Esses cuidados pós-operatórios estão registrados no livro Curas Paranormais Realizadas por João Teixeira de Faria, monografia feita em 1997 pela pesquisadora Alfredina Savaris, com a autorização do médium. O livro tornou-se uma espécie de manual sobre o funcionamento da Casa Dom Inácio de Loyola, o local onde eram feitas as curas mediúnicas do guru em Abadiânia.

Além de sexo, o médium recomendava aos pacientes evitarem carne de porco, pimenta, bebidas alcoólicas e ovo, “segundo orientação dos espíritos”.

No livro, João de Deus se autodefine: “Se eu fosse perfeito, não estaria nesta missão na Terra. Devo ter sido um grande pecador. Estou me preparando para outras encarnações”.

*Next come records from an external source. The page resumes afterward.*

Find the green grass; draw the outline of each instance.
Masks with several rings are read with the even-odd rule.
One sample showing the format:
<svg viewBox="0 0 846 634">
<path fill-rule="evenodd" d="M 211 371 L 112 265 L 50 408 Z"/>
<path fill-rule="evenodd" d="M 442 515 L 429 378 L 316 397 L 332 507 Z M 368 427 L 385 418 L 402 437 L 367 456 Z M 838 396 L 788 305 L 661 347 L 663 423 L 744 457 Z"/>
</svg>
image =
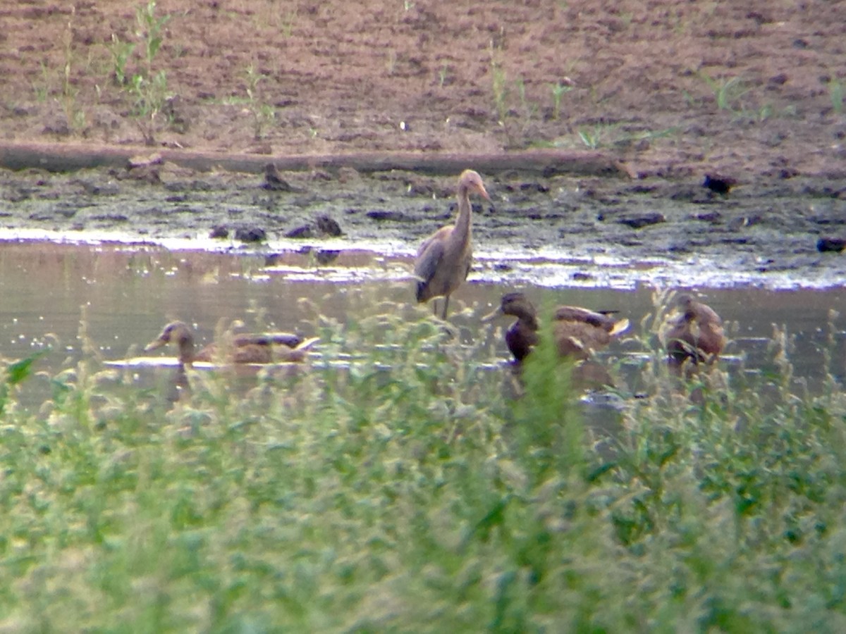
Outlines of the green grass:
<svg viewBox="0 0 846 634">
<path fill-rule="evenodd" d="M 654 358 L 603 435 L 553 351 L 513 401 L 492 350 L 399 312 L 316 316 L 310 370 L 191 372 L 173 407 L 93 346 L 31 412 L 38 359 L 0 365 L 0 624 L 843 631 L 846 395 L 792 387 L 784 333 L 766 373 Z"/>
</svg>

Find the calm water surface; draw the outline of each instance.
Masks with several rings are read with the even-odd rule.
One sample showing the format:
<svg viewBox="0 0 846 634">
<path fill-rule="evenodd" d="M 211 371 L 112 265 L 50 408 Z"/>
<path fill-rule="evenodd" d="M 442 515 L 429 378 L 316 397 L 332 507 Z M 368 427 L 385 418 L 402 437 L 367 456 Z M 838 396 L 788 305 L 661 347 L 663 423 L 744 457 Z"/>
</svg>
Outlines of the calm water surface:
<svg viewBox="0 0 846 634">
<path fill-rule="evenodd" d="M 263 325 L 306 336 L 315 334 L 317 313 L 343 322 L 349 316 L 360 319 L 395 309 L 415 319 L 425 314 L 425 309 L 414 305 L 409 271 L 409 260 L 371 252 L 265 255 L 137 245 L 0 243 L 0 361 L 50 346 L 52 351 L 38 360 L 36 369 L 56 373 L 69 367 L 84 353 L 80 324 L 103 360 L 115 360 L 140 353 L 162 326 L 175 319 L 195 325 L 201 345 L 213 339 L 218 325 L 236 319 L 248 329 Z M 541 286 L 542 276 L 505 271 L 497 274 L 497 282 L 480 279 L 486 276 L 484 271 L 470 274 L 470 282 L 453 298 L 450 318 L 461 329 L 463 340 L 491 342 L 483 349 L 492 347 L 495 357 L 480 359 L 484 363 L 505 359 L 508 353 L 501 330 L 479 323 L 478 317 L 511 288 L 525 291 L 541 306 L 576 303 L 618 309 L 635 331 L 642 318 L 655 311 L 655 289 L 646 285 L 632 290 L 552 288 Z M 843 317 L 835 322 L 832 369 L 843 375 L 843 287 L 696 290 L 729 322 L 729 357 L 744 356 L 747 367 L 766 364 L 772 325 L 783 325 L 795 340 L 791 354 L 795 374 L 811 382 L 821 376 L 829 310 L 839 311 Z M 462 305 L 471 310 L 461 313 Z M 630 342 L 614 352 L 634 358 L 639 350 Z"/>
</svg>

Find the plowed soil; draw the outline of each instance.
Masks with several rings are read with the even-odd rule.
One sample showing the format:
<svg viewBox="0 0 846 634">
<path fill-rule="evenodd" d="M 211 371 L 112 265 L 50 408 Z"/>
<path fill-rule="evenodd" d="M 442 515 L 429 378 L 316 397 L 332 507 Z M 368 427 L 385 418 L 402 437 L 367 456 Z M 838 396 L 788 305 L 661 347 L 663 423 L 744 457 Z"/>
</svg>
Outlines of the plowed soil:
<svg viewBox="0 0 846 634">
<path fill-rule="evenodd" d="M 816 244 L 846 222 L 844 46 L 846 8 L 825 0 L 23 0 L 0 8 L 0 131 L 259 156 L 598 149 L 628 178 L 483 174 L 495 205 L 477 243 L 830 281 L 842 259 Z M 715 193 L 706 174 L 737 183 Z M 299 235 L 320 239 L 328 213 L 351 243 L 413 251 L 448 219 L 454 182 L 141 176 L 7 172 L 0 220 L 268 239 L 310 225 Z"/>
</svg>

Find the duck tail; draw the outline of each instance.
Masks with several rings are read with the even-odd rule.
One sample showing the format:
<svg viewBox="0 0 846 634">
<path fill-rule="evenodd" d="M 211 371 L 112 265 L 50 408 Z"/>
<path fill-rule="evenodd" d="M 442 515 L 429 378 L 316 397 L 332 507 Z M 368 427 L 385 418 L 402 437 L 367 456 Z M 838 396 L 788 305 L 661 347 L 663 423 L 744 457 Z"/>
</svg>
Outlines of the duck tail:
<svg viewBox="0 0 846 634">
<path fill-rule="evenodd" d="M 624 332 L 629 330 L 629 320 L 624 319 L 614 324 L 614 327 L 611 329 L 611 336 L 616 336 L 617 335 L 622 335 Z"/>
</svg>

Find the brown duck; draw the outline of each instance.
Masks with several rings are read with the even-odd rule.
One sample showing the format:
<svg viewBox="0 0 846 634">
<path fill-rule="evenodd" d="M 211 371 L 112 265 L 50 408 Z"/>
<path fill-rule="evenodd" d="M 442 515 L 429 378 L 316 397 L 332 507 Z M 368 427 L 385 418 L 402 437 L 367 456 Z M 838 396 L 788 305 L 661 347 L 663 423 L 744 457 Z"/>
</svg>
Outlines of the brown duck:
<svg viewBox="0 0 846 634">
<path fill-rule="evenodd" d="M 273 333 L 266 335 L 235 335 L 226 346 L 223 358 L 233 363 L 272 363 L 303 361 L 316 337 L 304 340 L 299 335 Z M 146 345 L 144 352 L 173 343 L 179 351 L 179 363 L 190 365 L 195 361 L 214 362 L 220 359 L 217 344 L 211 343 L 199 353 L 194 352 L 194 331 L 182 321 L 168 324 L 162 333 Z"/>
<path fill-rule="evenodd" d="M 505 332 L 505 343 L 514 358 L 522 361 L 538 342 L 535 306 L 522 292 L 508 292 L 503 296 L 499 307 L 482 317 L 482 320 L 490 321 L 501 314 L 517 318 Z M 574 359 L 588 358 L 594 351 L 607 346 L 629 328 L 629 320 L 617 320 L 607 313 L 579 306 L 558 306 L 552 320 L 558 354 Z"/>
<path fill-rule="evenodd" d="M 464 170 L 459 177 L 459 216 L 454 225 L 442 227 L 420 244 L 415 260 L 417 278 L 417 301 L 427 302 L 442 297 L 441 319 L 447 319 L 449 296 L 467 279 L 473 258 L 470 194 L 487 200 L 481 177 L 473 170 Z M 437 303 L 435 310 L 437 313 Z"/>
<path fill-rule="evenodd" d="M 663 331 L 670 365 L 713 363 L 726 345 L 722 320 L 707 304 L 687 293 L 676 300 L 678 314 L 668 320 Z"/>
</svg>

  • Na época, pesquisadores da Faculdade de Medicina de Juiz de Fora, citados no livro de Alfredina, definiram o médium como um homem que possui uma personalidade forte, “sendo muitas vezes impulsivo e rude”.

    Depois de testemunharem várias sessões de cura, os pesquisadores concluíram: “Os espíritos que se manifestam possuem comportamentos variados: alguns são dóceis e amáveis, outros são ríspidos e mal-humorados”. O livro não traz detalhes sobre as atividades dos espíritos “ríspidos e mal-humorados”.

    Justiça

    João de Deus teve o pedido de habeas corpus negado liminarmente pela Justiça de Goiás nesta terça-feira. Os advogados estudam pedir a troca da prisão preventiva por outra medida, como prisão domiciliar com tornozeleira eletrônica. O médium está detido no Complexo Penitenciário de Aparecida de Goiânia desde o último domingo, 16. Ele é acusado por mais de 500 mulheres de abuso sexual, mas as investigações se concentram, num primeiro momento, em quinze casos.